Possibilities can prove that certain ideas are true. For instance, the simple possibility that my sense of sight does not necessarily correspond to the actual nature of external, physical stimuli already proves that I therefore cannot know if an object exists by looking at it. In other cases, possibilities are not as immediately relevant to the core of some category of philosophy. This latter type of possibility might be appealed to as something of direct importance to an issue when it is really a red herring that no one at all needs to specifically contemplate. This is not to say it is something that does not merit at least some consideration upon thinking or hearing of it for the first time; it just resides far from the heart of the issues it is associated with. Examples are commonplace, but I will share one from my own life several years ago.

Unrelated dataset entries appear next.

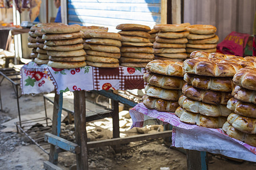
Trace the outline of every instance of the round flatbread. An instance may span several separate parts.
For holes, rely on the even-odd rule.
[[[153,46],[151,42],[122,42],[122,46]]]
[[[119,63],[119,60],[117,58],[112,57],[106,57],[101,56],[94,56],[86,55],[86,61],[93,62],[102,62],[102,63]]]
[[[105,68],[115,68],[119,67],[119,63],[109,63],[102,62],[93,62],[90,61],[86,61],[88,66],[91,66],[96,67],[105,67]]]
[[[186,48],[185,44],[169,44],[169,43],[160,43],[154,42],[154,48]]]
[[[48,46],[59,46],[59,45],[67,45],[76,44],[82,44],[82,38],[76,38],[68,40],[48,40],[44,42],[45,45]]]
[[[106,57],[112,57],[115,58],[120,58],[120,53],[113,53],[102,52],[97,52],[90,50],[85,50],[85,52],[87,54],[94,56],[101,56]]]
[[[47,50],[46,50],[40,48],[39,47],[38,47],[36,48],[36,52],[38,52],[38,53],[41,53],[41,54],[47,54]]]
[[[81,49],[84,48],[82,44],[73,45],[59,45],[59,46],[48,46],[44,45],[44,49],[47,50],[67,52]]]
[[[85,56],[77,57],[52,57],[49,56],[49,60],[53,61],[62,62],[77,62],[84,61],[86,60]]]
[[[101,38],[117,40],[122,40],[121,36],[118,33],[114,32],[95,32],[95,31],[86,31],[84,32],[84,37],[86,39],[91,38]]]
[[[135,58],[145,58],[154,59],[154,54],[143,53],[121,53],[122,57]]]
[[[192,53],[195,51],[200,51],[200,52],[205,52],[208,53],[215,53],[217,50],[217,49],[198,49],[198,48],[186,48],[187,53]]]
[[[166,39],[180,39],[185,38],[189,34],[188,31],[182,32],[160,32],[156,34],[156,36]]]
[[[187,38],[181,39],[164,39],[159,36],[156,36],[155,41],[161,43],[171,43],[171,44],[186,44],[188,43]]]
[[[217,44],[218,41],[218,37],[215,35],[212,38],[201,40],[188,40],[188,43],[193,44]]]
[[[144,68],[147,66],[148,62],[141,63],[121,63],[120,65],[129,67],[143,67]]]
[[[60,62],[49,61],[48,65],[57,69],[75,69],[84,67],[86,65],[85,61],[79,62]]]
[[[104,52],[114,53],[120,53],[120,49],[118,47],[111,45],[89,44],[85,43],[84,44],[84,48],[85,49],[92,50],[98,52]]]
[[[143,38],[138,36],[122,36],[122,41],[123,42],[150,42],[148,38]]]
[[[167,58],[180,58],[185,59],[187,58],[187,55],[186,53],[163,53],[163,54],[157,54],[158,56],[164,57]]]
[[[200,40],[200,39],[206,39],[212,38],[215,36],[215,33],[209,34],[209,35],[199,35],[189,33],[189,35],[187,37],[188,39],[189,40]]]
[[[154,53],[185,53],[185,48],[154,48]]]
[[[150,27],[136,24],[119,24],[115,28],[121,30],[143,31],[147,32],[148,32],[151,30]]]
[[[217,47],[217,44],[187,44],[187,48],[199,48],[199,49],[211,49]]]
[[[187,26],[186,28],[190,33],[195,34],[212,34],[217,31],[216,27],[212,25],[196,24]]]
[[[69,52],[47,51],[47,55],[52,57],[76,57],[86,55],[83,49]]]
[[[150,34],[142,31],[121,31],[118,33],[121,35],[129,36],[137,36],[143,38],[150,38]]]
[[[38,65],[46,65],[48,63],[49,60],[41,60],[38,58],[35,58],[34,61]]]
[[[151,47],[138,47],[138,46],[121,46],[121,52],[134,52],[143,53],[153,53],[154,50]]]
[[[109,39],[89,39],[85,40],[85,42],[86,42],[87,44],[113,45],[115,46],[122,46],[121,41]]]
[[[55,26],[54,27],[43,27],[42,32],[48,33],[68,33],[79,32],[82,28],[79,24]]]
[[[38,58],[41,60],[48,60],[49,59],[49,56],[46,54],[40,54],[38,53]]]
[[[153,60],[152,59],[134,58],[123,57],[122,56],[121,58],[120,58],[120,62],[122,63],[123,63],[123,62],[141,63],[141,62],[150,62],[152,60]]]
[[[80,31],[74,33],[52,33],[52,34],[44,34],[42,37],[44,40],[67,40],[76,38],[81,38],[84,32]]]
[[[186,30],[186,28],[180,24],[157,24],[154,29],[161,32],[180,32]]]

A key example I have encountered was that of a professor (a very philosophically shallow one at that, and one I have mocked in another post years ago) stating that humans have an obligation to take care of the environment for the sake of whatever hypothetical dominant species might arise after humanity, a statement he made around a year and a half before my graduation. Rather than simply discuss the immediate relevance of environmental stability to human life and the evidence that human life and nature have metaphysical value and not just metaphysical natures, he addressed something in the potentially distant future that might not ever happen in the first place. His motivations for respecting the environment were far from having strong relevance.
How would one possibly prove that a future dominant species that replaces humans is anything more than a mere possibility? Even if another species was somehow proven to replace humans after our extinction or decline, neither of which is fated to happen by logical necessity, how does it follow that humans have an obligation to labor with their interests in mind? He never even explored these things with even superficial detail beyond the initial assertion because he made arbitrary claims about morality on a regular basis, ranging from claims in favor of conscience-based moral epistemology to the statement that egoistic utilitarianism is a partly "ideal" moral system.
However, not every motivation for environmentalism is valid even if it is morally good to protect the environment from gratuitous harm and exploitation. Some things are either less important in their relationship to environmentalism or nothing more than red herrings to any moral obligations that might exist. The very existence of a future species is irrelevant to whether the natural world has a value that makes humans have an obligation to not destroy it needlessly or thoughtlessly (and it was especially ironic that the professor favorably brought his assertion up as a professed Christian). If it has such value, which would not be rooted in human perception or preference, then humans should caretake the environment irrespective of how it would enable other species of the future to survive.
Purely speculative reasons for preserving the environment will always bow to reasons based in actual logicality and moral obligations. A conclusion based on speculation, as opposed to a truth revealed by speculation (such as the aforementioned example of how knowing that one cannot disprove the idea that objects one sees do not actually exist, no matter how much it may not seem to be the case, proves that one is irrational to believe that the objects one sees do exist on the basis of sight), is inherently unproven and perhaps even unprovable. Were this not the case, it would not be speculation! It would be possible to logically prove that the given possibility is true in reality. Environmentalism, basic epistemology, and every other thing one could think about are not confirmed by anything other than sheer logical necessity.